Opinion

De Blasio, Cuomo are both wrong on pre-K funding

Mayor de Blasio and Gov. Cuomo spent the first few weeks of de Blasio’s mayoralty bickering over how to pay for universal pre-kindergarten. The mayor wants to raise taxes on people making more than a half-mil a year. The governor wants to give de Blasio extra Albany cash instead. Who’s right?

Actually, they’re both wrong.

De Blasio’s argument is this: Relying on Albany is a sucker’s game; it could take the money away at any time, leaving the city with the cost. “We intend to . . . create a stable, consistent, reliable funding mechanism for the next five years,” the mayor said last week. “We have a revenue source available that is reliable.”

Maybe de Blasio needs to go back to pre-K to learn budget basics. Making Gotham even more dependent on the top 1 percent makes city revenues more unpredictable, not more “stable and consistent.”

Consider: These 35,000 taxpayers already pay more than 40 percent of the city’s personal income taxes.

But their “income” doesn’t come in the form of a boring paycheck, as most workers’ does. It comes from sales of stocks and other assets, plus bonuses.

Sometimes the stock and bond markets do very well; sometimes they don’t. So taxes on stock-market profits and other asset sales “show extreme volatility,” warn city budget forecasters.

Recent history proves this. The city’s Independent Budget Office notes that the top 1 percent’s share of income taxes plunged from 58 percent in 2007 to 43 percent in 2009 as the markets crashed.

After personal-income taxes plummeted by $2.1 billion the year after 2008, every public service in the city budget was up for cuts — including school spending.

And it could have been worse. Then-Mayor Michael Bloomberg, while no fiscal miser, had stashed away some of the tax windfall from the rich folks’ boom years for a rainy day.

De Blasio, by contrast, proposes to make the city even more dangerously dependent on a few at the top — and spend it all now.

OK, so what’s Cuomo’s idea?

Well . . . it’s hard to tell. In his budget speech last week, he made much of a new “$1.5 billion commitment over five years” for statewide pre-kindergarten.

But $1.5 billion divided by five years is $300 million a year — with vote-rich districts on Long Island and elsewhere in the state eyeing at least half of it.

And where’s the governor going to get this money?

Practically speaking, he’s getting it from the same people de Blasio wants to target: the downstate rich, whose higher-than-expected investment profits have been flooding city and state coffers in recent months.

But sooner or later the investment bubble engineered by the Federal Reserve over the past half-decade to bail out Wall Street will finally burst — and then both Cuomo and de Blasio will be broke.

It won’t matter which of them offered to pay.

Meanwhile, neither the governor nor the mayor is asking: How much do we spend on pre-K now — and how could we save on existing taxpayer outlays?

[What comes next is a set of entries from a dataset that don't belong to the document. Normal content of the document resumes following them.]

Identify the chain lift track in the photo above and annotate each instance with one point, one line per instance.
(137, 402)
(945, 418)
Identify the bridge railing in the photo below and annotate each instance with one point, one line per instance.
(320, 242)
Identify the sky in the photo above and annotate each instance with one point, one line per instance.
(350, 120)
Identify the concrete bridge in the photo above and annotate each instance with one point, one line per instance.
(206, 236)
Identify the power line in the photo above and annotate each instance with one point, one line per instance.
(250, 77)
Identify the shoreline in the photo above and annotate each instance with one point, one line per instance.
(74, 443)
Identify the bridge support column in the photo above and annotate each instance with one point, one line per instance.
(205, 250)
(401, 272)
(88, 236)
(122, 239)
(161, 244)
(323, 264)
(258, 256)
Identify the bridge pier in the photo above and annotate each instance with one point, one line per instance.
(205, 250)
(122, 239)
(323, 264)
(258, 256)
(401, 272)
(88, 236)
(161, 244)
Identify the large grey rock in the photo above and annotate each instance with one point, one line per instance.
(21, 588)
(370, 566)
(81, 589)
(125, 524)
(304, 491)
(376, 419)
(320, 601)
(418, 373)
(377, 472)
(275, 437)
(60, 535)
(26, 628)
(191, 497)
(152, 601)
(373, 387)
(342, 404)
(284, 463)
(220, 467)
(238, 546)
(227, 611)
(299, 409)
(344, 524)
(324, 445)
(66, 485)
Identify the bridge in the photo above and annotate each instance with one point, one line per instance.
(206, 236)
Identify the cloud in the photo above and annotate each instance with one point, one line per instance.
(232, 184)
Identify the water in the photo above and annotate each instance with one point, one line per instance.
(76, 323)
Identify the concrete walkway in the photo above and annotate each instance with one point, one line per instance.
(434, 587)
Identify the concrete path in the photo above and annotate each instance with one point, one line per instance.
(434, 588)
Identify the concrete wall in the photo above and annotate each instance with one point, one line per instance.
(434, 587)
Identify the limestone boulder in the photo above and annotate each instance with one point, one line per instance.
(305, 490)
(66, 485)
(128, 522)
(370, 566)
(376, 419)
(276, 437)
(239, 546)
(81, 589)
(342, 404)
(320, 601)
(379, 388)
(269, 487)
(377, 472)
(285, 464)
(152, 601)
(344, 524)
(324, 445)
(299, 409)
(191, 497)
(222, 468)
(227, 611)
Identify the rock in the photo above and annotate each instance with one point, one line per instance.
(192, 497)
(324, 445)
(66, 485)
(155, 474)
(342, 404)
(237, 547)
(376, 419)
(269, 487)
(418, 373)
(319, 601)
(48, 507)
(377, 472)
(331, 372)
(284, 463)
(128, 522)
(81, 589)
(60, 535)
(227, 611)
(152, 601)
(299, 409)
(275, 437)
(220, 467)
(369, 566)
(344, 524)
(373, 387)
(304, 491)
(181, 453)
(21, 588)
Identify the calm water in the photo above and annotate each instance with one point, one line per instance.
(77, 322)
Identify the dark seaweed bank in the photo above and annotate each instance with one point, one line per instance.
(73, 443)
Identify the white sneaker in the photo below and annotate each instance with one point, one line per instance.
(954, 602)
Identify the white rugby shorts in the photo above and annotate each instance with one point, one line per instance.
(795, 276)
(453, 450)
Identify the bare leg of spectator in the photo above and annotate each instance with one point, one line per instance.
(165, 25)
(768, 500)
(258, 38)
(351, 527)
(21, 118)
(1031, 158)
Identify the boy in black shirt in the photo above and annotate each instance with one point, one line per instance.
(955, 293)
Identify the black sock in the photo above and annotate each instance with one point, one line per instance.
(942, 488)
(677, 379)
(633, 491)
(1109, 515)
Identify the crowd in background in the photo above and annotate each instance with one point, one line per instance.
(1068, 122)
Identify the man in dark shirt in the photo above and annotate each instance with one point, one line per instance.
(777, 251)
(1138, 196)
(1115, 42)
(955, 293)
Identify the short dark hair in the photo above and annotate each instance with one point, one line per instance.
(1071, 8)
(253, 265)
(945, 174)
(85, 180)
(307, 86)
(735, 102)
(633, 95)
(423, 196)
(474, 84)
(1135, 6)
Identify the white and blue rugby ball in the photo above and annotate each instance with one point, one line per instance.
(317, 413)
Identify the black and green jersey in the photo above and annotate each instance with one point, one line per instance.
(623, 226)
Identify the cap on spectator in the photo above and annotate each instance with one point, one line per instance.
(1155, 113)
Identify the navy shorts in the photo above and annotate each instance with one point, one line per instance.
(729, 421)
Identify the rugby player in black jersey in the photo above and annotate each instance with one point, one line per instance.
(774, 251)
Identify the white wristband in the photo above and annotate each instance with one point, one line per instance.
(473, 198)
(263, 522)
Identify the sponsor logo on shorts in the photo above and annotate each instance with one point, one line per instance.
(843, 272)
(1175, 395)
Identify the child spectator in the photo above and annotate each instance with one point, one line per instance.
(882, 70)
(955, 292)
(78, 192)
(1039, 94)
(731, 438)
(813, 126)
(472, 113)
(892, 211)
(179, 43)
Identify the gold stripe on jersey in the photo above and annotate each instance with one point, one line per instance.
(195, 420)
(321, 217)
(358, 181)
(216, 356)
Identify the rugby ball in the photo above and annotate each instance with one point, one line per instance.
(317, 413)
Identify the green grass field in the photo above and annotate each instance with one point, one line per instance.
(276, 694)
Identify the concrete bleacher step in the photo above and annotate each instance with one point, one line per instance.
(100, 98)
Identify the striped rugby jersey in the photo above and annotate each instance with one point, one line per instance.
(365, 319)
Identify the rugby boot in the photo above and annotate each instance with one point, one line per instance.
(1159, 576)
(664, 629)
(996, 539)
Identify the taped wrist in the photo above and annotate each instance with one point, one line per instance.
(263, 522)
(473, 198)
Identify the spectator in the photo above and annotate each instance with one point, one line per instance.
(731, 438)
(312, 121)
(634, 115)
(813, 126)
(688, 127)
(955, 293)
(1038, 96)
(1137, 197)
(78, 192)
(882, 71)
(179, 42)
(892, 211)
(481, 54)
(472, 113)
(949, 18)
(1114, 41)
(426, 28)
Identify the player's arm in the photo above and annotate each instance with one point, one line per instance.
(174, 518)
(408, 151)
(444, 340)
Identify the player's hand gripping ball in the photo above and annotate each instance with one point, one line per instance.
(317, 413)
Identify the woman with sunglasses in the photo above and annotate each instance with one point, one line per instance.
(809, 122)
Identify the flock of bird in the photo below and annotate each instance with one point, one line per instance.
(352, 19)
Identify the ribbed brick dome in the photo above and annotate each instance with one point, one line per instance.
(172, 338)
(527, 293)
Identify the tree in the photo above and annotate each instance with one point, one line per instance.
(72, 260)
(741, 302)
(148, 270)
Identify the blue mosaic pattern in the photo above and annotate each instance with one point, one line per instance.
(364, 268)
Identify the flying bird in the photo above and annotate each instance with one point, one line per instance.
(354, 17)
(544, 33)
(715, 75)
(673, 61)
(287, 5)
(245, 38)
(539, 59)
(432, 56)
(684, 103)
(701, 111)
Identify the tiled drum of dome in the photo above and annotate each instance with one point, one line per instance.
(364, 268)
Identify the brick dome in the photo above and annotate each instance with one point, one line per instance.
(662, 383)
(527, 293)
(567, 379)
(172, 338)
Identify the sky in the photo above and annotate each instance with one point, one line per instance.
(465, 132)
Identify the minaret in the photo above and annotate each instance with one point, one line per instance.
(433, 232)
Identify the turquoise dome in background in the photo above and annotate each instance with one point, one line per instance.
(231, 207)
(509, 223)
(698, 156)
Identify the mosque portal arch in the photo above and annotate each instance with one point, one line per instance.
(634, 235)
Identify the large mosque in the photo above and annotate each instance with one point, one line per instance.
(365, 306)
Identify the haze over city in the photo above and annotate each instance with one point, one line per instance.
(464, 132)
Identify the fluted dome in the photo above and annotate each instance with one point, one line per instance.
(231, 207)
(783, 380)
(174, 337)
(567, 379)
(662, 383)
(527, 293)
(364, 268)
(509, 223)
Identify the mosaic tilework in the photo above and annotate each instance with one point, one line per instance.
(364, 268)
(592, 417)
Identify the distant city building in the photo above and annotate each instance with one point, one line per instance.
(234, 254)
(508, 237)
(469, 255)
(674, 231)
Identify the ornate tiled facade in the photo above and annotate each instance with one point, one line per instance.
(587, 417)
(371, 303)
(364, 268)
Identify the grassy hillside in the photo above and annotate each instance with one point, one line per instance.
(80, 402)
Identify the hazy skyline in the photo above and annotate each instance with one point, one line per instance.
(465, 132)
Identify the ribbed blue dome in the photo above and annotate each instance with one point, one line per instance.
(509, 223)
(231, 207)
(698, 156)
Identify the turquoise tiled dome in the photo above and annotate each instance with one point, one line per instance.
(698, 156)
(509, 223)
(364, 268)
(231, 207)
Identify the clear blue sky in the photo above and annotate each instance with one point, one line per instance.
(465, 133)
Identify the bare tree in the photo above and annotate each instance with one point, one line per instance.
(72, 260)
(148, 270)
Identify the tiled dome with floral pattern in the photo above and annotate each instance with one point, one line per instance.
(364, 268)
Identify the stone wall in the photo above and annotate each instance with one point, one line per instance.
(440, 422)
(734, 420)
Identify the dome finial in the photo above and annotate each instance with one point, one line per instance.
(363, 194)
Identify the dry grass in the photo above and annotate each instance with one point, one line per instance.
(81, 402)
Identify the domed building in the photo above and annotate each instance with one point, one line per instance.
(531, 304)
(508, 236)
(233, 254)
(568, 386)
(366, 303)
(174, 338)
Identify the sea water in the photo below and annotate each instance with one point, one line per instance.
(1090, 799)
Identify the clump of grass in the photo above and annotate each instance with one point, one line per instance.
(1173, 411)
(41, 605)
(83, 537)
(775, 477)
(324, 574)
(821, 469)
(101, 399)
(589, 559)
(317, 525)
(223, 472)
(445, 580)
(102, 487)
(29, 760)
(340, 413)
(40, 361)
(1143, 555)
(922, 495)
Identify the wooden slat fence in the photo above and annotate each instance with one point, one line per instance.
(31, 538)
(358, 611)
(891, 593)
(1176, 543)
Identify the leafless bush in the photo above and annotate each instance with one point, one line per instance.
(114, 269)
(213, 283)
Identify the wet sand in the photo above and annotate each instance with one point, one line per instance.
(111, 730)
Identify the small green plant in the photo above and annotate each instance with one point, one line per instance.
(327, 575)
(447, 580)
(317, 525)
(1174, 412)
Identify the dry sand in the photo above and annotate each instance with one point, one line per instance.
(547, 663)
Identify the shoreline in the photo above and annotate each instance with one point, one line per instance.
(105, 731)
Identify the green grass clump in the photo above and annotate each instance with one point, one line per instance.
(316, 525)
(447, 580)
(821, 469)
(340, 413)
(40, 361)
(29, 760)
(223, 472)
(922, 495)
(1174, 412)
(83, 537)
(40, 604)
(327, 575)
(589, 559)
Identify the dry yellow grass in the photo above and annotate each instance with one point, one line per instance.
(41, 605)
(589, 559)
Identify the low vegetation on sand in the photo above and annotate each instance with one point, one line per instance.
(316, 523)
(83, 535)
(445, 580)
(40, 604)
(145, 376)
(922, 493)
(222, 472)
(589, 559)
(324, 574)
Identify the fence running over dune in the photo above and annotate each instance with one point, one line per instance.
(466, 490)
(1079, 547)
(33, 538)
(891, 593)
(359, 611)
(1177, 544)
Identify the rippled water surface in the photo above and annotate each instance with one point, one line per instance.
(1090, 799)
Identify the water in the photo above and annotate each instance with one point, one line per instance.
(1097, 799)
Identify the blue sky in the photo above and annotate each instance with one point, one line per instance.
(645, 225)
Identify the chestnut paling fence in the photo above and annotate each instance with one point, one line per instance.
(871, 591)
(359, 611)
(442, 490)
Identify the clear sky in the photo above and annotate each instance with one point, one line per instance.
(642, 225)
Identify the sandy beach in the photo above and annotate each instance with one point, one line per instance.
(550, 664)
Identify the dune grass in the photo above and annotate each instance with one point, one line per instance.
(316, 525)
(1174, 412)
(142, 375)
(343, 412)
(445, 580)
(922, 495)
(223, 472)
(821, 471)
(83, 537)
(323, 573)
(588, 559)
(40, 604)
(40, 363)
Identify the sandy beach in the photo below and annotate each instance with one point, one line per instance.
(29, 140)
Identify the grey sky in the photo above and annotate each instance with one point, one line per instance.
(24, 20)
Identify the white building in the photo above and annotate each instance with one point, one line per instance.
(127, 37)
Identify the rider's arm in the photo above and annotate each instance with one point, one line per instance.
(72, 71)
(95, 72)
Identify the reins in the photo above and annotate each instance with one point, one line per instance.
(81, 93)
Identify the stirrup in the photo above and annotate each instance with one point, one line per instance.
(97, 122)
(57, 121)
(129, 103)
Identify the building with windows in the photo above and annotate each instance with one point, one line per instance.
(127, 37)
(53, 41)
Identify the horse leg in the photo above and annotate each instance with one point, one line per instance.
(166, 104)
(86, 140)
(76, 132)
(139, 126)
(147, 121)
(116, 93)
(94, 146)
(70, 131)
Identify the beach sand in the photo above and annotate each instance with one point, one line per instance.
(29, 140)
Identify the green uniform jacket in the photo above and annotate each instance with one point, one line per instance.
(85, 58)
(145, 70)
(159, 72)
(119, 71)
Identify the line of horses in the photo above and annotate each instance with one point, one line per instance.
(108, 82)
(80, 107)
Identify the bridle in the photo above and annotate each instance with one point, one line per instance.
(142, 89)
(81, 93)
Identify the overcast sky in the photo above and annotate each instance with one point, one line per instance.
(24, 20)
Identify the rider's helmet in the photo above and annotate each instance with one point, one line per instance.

The city spends about $240 million a year (mostly state money) on the 55,000 children who now take pre-K — about 38,000 who go a half-day, and 17,000 a full day.

Where does this money go? The city sends tens of millions of dollars to private providers (not including a billion dollars for special-ed pre-K).

But it also keeps at least $192 million in the public schools.

So, it goes to teachers.

A full-day class of 18 kids costs at least $152,000, including $103,000 in salary and benefits for the average teacher and $46,000 for an aide. A half-day for 18 kids costs $76,000. Converting 38,000 half-time slots, then, and adding 10,000 new slots should cost about $250 million.

So the first question the governor (or someone) should be asking is: Why does de Blasio want $342 million in new funds?

Well, if de Blasio awards teachers retroactive raises or even future raises without demanding big givebacks on benefits, pre-K (current and future) could cost another $64 million a year — right away.

There are logistical questions, too, outside the classroom.

Nobody knows what the real demand for pre-K is — or how it’s dispersed around the city. If teachers in some neighborhoods end up with only a few kids, the per-classroom cost will be much higher.

And busing toddlers far from their homes to fill half-empty class­rooms costs money, too. The city already spends $100 million a year busing 4-year-olds in a special-education program around.

Is de Blasio figuring that we’ll have to spend another $50 million on general-ed 4-year-olds?

The most important question to ask, though, is: Do 4-year-olds really need a teacher whose pay — including completely free health benefits — tops out above six figures?

Why not have two aides teach together — with room to move up as they gain experience?

That brings the in-class cost closer to $90,000 — which means “just” $150 million a year in extra spending for universal pre-K. But the teachers’ union wouldn’t like that.

Nicole Gelinas is a contributing editor to the Manhattan Institute’s City Journal.